- Author: Paula Pashby
I recently attended a Zoom meeting, ‘Kitchen Garden Chat', hosted by UCCE Master Gardener-Yolo, Treva Valentine. In this monthly class, Treva discusses and answers questions about anything edible that can be harvested or planted during the month the class meets.
I was initially uncertain about what January gardening would bring, so I was pleasantly surprised when Treva spoke about microgreens; the deliciously edible seedlings of a wide assortment of vegetables, such as radish, broccoli, celery, spinach, and more. Even better, they are packed full of nutrients. Microgreens can be used in a small salad and are a delicious complement to many other dishes, such as a chicken stir-fry, varieties of pasta, and stacked sandwiches.

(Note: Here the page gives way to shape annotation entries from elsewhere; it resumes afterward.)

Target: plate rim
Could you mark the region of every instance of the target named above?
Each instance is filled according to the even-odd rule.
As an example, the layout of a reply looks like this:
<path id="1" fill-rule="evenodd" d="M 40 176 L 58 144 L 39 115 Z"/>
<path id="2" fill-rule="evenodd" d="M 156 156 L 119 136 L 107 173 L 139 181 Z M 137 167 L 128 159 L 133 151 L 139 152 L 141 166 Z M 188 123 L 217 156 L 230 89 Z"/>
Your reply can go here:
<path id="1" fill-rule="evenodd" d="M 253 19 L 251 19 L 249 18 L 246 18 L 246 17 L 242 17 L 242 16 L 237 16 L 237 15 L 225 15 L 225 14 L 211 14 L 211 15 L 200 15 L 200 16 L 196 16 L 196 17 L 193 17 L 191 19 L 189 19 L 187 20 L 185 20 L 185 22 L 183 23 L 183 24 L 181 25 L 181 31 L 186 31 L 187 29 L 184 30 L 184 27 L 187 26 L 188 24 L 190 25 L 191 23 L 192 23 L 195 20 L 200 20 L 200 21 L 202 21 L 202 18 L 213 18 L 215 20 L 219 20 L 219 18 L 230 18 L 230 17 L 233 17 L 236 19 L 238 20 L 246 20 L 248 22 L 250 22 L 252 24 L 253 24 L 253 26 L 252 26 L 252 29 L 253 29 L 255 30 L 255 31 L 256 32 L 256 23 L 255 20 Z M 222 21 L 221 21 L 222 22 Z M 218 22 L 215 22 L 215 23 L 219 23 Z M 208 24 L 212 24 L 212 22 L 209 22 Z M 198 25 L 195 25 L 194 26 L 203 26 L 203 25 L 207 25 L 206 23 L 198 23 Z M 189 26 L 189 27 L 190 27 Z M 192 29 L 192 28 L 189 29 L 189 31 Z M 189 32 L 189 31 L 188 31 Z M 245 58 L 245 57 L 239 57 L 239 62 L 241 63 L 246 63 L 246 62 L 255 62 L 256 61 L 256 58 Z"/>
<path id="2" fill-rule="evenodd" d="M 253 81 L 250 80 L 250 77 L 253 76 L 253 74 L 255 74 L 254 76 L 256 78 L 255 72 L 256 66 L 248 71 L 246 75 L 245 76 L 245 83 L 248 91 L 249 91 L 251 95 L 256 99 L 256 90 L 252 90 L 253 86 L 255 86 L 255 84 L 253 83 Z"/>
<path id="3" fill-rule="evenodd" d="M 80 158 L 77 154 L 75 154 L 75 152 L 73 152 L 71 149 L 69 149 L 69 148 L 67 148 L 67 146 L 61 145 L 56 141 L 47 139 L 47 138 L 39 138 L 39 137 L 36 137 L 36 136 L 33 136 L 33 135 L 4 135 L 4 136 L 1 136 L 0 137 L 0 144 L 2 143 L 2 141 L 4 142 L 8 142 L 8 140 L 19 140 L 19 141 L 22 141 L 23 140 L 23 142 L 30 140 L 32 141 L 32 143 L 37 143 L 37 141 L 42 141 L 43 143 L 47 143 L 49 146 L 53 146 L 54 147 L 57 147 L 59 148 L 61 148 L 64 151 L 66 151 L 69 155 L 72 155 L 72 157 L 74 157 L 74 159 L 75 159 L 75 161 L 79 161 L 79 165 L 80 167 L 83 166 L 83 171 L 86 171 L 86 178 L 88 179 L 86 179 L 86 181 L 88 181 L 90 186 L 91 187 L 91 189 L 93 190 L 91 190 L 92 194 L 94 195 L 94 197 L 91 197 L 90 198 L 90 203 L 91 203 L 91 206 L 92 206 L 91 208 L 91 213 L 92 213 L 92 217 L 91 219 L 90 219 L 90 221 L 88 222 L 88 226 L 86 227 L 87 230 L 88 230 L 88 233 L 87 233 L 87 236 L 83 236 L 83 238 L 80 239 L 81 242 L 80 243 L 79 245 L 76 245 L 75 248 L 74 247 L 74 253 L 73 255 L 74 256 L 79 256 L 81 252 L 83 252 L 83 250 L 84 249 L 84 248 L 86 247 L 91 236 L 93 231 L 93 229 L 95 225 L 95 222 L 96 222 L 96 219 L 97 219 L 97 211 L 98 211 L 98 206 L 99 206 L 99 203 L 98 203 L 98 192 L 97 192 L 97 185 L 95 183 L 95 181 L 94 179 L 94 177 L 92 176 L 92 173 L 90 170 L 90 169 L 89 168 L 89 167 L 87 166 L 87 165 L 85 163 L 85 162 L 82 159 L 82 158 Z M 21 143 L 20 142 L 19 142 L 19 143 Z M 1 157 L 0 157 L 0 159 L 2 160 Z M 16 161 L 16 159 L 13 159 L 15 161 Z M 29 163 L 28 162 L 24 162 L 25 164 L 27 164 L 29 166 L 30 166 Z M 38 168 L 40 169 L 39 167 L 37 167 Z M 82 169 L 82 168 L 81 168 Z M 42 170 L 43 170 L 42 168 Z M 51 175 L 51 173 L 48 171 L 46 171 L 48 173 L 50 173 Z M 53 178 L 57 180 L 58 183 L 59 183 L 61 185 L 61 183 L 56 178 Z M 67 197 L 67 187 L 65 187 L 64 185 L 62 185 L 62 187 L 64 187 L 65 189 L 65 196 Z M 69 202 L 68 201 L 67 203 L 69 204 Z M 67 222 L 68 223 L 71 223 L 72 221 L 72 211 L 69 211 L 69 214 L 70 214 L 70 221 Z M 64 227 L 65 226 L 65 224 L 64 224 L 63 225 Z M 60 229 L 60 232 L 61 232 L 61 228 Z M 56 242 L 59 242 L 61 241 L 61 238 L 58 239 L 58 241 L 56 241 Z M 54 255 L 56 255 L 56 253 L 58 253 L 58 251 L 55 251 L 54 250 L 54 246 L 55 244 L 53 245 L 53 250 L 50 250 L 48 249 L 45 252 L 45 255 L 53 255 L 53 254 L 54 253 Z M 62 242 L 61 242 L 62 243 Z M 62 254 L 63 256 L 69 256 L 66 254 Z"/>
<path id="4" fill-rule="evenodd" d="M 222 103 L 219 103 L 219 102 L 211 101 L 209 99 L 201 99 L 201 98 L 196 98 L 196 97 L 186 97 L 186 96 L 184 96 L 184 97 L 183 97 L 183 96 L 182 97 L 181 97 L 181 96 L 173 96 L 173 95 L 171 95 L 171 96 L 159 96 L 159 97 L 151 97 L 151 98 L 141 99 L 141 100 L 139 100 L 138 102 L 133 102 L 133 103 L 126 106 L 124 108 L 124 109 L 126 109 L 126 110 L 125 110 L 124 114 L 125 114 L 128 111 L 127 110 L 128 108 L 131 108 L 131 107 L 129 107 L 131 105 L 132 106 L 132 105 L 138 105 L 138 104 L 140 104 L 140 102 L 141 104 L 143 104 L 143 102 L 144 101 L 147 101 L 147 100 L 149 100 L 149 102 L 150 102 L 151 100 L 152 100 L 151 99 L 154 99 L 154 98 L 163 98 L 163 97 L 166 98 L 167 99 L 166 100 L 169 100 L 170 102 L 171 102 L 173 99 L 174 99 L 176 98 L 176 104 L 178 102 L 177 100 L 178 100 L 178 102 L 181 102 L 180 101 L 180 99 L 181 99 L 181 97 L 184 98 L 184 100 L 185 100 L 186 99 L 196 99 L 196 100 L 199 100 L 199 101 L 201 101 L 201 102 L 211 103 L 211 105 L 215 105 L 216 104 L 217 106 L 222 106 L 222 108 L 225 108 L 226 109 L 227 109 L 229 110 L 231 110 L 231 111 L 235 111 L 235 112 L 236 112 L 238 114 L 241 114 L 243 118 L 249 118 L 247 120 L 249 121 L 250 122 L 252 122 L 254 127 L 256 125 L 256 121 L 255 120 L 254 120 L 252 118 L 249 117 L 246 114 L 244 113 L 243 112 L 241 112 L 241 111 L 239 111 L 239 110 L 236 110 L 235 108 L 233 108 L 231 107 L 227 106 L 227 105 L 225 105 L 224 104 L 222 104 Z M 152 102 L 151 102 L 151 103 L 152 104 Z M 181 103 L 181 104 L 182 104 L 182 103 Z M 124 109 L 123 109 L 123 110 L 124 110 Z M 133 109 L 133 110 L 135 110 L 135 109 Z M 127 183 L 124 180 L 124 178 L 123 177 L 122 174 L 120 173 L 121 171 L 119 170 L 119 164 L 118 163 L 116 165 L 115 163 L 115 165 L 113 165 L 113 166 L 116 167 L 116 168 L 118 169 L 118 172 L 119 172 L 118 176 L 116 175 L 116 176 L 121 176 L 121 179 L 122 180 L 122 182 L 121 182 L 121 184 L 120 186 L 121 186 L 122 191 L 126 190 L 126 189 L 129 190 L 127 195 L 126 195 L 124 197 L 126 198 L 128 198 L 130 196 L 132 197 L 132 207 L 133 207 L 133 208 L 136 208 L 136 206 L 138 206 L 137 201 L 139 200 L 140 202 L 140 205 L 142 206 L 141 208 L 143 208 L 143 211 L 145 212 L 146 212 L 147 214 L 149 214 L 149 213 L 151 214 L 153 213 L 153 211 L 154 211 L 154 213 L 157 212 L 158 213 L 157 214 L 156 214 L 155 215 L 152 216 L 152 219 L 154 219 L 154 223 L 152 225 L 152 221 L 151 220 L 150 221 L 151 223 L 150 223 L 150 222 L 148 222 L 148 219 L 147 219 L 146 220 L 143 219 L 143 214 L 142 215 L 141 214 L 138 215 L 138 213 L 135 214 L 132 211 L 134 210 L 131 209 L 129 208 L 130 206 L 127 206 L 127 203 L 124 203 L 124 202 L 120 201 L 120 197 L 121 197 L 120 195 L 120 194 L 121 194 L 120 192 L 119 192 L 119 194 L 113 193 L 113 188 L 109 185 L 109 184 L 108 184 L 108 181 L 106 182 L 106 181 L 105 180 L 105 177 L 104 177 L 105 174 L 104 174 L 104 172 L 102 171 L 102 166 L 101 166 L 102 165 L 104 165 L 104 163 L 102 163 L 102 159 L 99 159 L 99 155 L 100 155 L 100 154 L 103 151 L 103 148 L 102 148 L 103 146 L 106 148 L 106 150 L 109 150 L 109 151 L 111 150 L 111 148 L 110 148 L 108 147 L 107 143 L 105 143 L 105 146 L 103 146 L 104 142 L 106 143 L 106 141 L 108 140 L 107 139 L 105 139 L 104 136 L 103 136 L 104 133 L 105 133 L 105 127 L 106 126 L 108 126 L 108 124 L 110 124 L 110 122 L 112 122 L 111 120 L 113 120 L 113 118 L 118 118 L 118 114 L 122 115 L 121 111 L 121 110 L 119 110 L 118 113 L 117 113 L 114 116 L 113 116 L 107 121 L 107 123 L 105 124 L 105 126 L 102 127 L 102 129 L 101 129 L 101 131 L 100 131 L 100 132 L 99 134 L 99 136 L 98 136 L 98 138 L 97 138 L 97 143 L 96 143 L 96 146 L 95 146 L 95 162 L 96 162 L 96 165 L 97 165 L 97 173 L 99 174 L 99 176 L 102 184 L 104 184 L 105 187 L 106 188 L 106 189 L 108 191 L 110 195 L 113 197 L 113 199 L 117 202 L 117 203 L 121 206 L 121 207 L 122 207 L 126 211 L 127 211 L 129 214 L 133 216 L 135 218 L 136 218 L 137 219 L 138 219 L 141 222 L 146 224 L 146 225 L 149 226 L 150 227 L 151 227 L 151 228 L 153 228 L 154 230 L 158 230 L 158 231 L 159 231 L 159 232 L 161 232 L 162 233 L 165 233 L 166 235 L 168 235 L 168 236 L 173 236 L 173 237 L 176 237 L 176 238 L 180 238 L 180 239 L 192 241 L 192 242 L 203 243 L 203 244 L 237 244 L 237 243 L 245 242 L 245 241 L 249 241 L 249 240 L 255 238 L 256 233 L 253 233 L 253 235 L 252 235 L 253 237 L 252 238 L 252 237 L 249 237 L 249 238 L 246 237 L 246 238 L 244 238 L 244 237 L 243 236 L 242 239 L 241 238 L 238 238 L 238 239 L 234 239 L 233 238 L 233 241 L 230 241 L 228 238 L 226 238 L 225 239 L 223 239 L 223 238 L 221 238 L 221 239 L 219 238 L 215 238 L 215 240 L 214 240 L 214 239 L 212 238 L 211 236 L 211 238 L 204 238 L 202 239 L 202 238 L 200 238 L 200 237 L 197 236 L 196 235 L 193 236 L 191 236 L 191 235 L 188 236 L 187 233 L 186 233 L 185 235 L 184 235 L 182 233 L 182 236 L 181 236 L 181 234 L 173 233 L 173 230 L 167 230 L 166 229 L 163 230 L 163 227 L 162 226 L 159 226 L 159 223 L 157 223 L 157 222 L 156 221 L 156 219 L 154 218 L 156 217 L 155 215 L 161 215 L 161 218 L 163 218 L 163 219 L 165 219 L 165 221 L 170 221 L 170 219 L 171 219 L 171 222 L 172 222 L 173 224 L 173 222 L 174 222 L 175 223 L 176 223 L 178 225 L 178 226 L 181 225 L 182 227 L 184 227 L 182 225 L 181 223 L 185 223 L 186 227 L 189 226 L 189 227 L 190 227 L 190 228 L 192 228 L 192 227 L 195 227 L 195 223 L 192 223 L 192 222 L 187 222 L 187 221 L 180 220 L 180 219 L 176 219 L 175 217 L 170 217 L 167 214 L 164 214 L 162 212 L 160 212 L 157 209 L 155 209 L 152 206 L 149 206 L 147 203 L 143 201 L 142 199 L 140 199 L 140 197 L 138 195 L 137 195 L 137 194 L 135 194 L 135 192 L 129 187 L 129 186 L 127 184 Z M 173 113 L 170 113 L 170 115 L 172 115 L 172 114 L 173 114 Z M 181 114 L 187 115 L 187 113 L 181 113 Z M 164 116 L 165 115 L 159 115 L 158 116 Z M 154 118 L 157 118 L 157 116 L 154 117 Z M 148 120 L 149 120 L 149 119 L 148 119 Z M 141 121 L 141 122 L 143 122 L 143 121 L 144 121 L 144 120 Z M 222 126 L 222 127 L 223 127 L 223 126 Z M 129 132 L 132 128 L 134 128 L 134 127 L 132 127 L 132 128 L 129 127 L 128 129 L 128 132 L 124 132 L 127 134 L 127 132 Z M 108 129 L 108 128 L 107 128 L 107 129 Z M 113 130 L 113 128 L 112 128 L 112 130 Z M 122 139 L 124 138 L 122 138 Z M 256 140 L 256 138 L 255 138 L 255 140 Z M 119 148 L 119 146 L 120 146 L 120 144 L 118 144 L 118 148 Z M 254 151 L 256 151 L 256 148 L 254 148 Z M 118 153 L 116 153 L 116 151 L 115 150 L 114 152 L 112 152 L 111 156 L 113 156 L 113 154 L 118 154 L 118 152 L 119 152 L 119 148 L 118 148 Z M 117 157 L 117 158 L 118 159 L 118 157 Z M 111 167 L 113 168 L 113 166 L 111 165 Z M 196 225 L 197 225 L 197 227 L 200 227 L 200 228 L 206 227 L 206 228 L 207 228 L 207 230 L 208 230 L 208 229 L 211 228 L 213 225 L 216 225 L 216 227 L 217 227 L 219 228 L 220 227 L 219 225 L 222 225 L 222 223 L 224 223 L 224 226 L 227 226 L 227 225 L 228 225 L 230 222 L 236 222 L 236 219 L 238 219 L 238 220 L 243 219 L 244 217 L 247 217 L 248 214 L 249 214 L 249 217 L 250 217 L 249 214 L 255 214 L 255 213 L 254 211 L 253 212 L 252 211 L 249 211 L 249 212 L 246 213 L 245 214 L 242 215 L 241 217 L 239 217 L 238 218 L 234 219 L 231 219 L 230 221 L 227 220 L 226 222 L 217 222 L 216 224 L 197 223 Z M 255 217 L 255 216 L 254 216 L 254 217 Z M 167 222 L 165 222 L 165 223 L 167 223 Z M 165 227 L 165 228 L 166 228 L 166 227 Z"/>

I learned that microgreens can be grown outdoors in a small, protected greenhouse. However, it may be best to grow them indoors where the temperature can be controlled and more constant. Treva recommends providing microgreens with at least 4 hours of sunlight or artificial lighting. The more hours of light, the faster they will grow. If you do use artificial light, do not exceed use past 18 hours, since plants need at least a few hours of darkness to simulate natural planting and grow in length while seeking light.
To get started, Treva recommends:
- Shallow tray with a dome to retain humidity.
- 1 to 1.5 inches of lightweight, sterile growing medium, like seed starter, germination mix, or a homemade mixture of materials like perlite and coco coir.
- Seeds: begin with smaller seeds and make sure they are safe (certified organic seeds).
- If using larger seeds, soak them for at least 4-6 hours to help loosen the seed coat to begin the germination process.
- Sprinkle a lot of seeds onto the soil - the seeds can touch each other.
- Apply a light dusting of the soil medium over the seeds.
- Water the seeds using a gentle stream – a spray bottle usually does the trick.
- The soil needs good drainage, so put something underneath the tray to capture the water.
- Warming pad: put the seed container on top of the warming pad, and make sure it is plugged in and turned on since the seeds need warmth, not necessarily the sun, to propagate.
- Once the first seed begins to sprout, provide a light source, such as placing on a bright windowsill or an artificial grow light.
- Depending on the type of seeds, they usually take 2-3 days to germinate and should be ready to harvest in 2-3 weeks.
- It is time to harvest when the first 1-3 true leaves emerge after the first two leaves (cotyledon) appear.
- Cut the microgreens (cotyledon included) around one inch above the soil line and wash to remove soil.
- Unlike ‘cut and come again' lettuces that pop back up after cutting, once you clip the microgreens they are done; so, if you would like a consistent supply, plant seeds every few weeks.
- Microgreens are not the best for storing, but you can place them in an airtight resealable plastic bag or container and store them in the refrigerator. Keep dry by placing them between paper towels.
Here are some easy to grow microgreens to consider:
o Radish – grows especially fast and has a slight peppery flavor.
o Broccoli – mild and somewhat bitter flavor.
o Clover – both nutty and sweet flavor.
o Celery – strong celery flavor.
o Spinach – has a lighter taste than its mature leaves.
o Arugula – mild flavor compared to the mature leaves.
o Pea – has a wonderful, nutty flavor and tends to taste like sweet, summer peas.
Having a winter garden of microgreens is a simple task and easy to cycle through a variety of tasty choices during the month. I hope you can explore this gardening option and discover yummy combinations of flavors this season.
Treva's Kitchen Garden Chat is currently via Zoom every first Saturday, except for October, which is on the second Saturday – through November, 2022.